Part one: establishment of a new Parkinson cell model of axonal degeneration of dopaminergic neurons in vitro
Objective: to establish a new experimental cell model for the axonal degeneration of PD dopaminergic neurons by using 1- methyl -4- phenyl pyridine (MPP~+) on the mouse embryonic mesencephalon neurons. Methods: the primary cell culture of the C57BL/6 mouse embryo (pregnant 14d) was woven into the ventral ventral group, and the experimental group was divided into the control group and the control group. With the same concentration (0.1,0.5,1.0,10.0 mu M) MPP~+ drug experiment group, the morphology of DAG neuron injury was observed by the method of tyrosine hydroxylase (TH) immunofluorescent chemical cell staining. The number of DAG neurons, the number of axons and the length of the axon were studied at a total of 6 time points in 2,4,6,8,12,24h, and the results were as follows: MPP The number and the length of the axon decreased, the number and length of the axon decreased obviously, the axon became sparse, the surface was not smooth, and some of the beads like swelling or axons were interrupted. The number of the axons was empty and lost, only the axon existed in the number of.DAG neurons and axon length. The number of axons was reduced and MPP~+ had time and dose dependence. The analysis data found that the number of neurons, the length of axon and the number of axons in the 24 hour group of DAG neurons with only 10 mu MPP~+ were significantly different from those of the other groups (P0.05). At this time, the number of DAG neurons in the control group, the length of axon, and the number of axons. (254 + 11) / holes, (158.99 + 12.13) mu m/, (1.82 + 0.30), MPP~+ experimental group (126 + 16) / hole, (64.18 + 19.06) mu m/, (1.17 + 0.35).DAG neurons reduced 50.39%, the axon length of each DAG neuron decreased by 59.8%, and the number of axon of each DAG neuron decreased 35.7%.TUNEL detection DAG God DAG God mu M MPP~+ action DAG God After 24 hours, DAG neurons were mainly apoptosis, which accounted for the 90.7%. of the total number of lost cells. 0.1,0.5,1.0,10.0 mu M MPP~+ could cause damage to DAG neurons, the morphological changes, the decrease of the number, the shorter axon length, and the decrease in the number of neurons, and the most ideal model of the 10 mu M MPP~+ as dopaminergic neurons for 24 hours.
The second part: detection of dopaminergic neuron axonal degeneration in Parkinson's disease.

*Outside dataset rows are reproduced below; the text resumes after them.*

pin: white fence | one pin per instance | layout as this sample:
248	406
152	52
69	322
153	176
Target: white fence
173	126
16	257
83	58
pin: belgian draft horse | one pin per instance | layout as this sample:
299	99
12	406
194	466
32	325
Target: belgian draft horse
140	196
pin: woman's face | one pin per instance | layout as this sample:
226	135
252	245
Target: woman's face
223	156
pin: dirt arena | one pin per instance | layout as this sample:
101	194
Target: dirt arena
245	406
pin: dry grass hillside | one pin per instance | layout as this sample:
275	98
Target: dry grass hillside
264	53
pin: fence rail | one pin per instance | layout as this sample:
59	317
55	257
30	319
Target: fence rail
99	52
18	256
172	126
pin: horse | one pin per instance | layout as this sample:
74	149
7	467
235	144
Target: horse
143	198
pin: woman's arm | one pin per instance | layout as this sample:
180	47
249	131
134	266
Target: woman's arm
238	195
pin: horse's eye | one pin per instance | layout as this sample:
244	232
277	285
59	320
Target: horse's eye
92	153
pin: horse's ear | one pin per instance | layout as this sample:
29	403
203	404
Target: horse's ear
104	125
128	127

Objective: To observe the changes in the expression of amyloid precursor protein (APP) and microtubulin beta -Tubulin III after MPP~+ action in DAG neurons. From the two aspects of the axonal transport barrier and the depolymerization of microtubule, the MPP~+ induced DAG neuron axons were denatured. Methods: the MPP~+ group and the control group were divided into the MPP~+ group and the control group. After 7 days of cell culture, the experimental group should The effect of 10 micron M MPP~+ on 24h, the control group did not interfere with the.TH-APP immunofluorescence double standard to detect the expression of APP in DAG neurons, the expression of.Weston-blot detected cell beta -Tubulin III, the.MPP~+ experimental group was fixed with 4% polyformaldehyde containing eluant, washed out free microtubule protein, and detected the microtubule protein in the cell polymerization state. The group was fixed with 4% polyformaldehyde to detect the total microtubule protein of the cells. Results: the DAG neurons and axons in the control group were normal. The axons of DAG neurons were fragmented and the expression of APP increased after the APP showed low expression of.MPP~+. In the axon, the expression of APP local concentration.Weston-blot detection cell beta -Tubulin III was found, and the average gray value of the control group was observed. The ratio was 10.08 + 0.6 and the experimental group was 4.36 + 0.3. Compared with the control group, the experimental group decreased 56.75%. conclusion: 10 mu M MPP~+ acted DAG neurons 24h, and the axonal transport obstacle and axon microtubule disaggregation appeared, and the axon was denatured.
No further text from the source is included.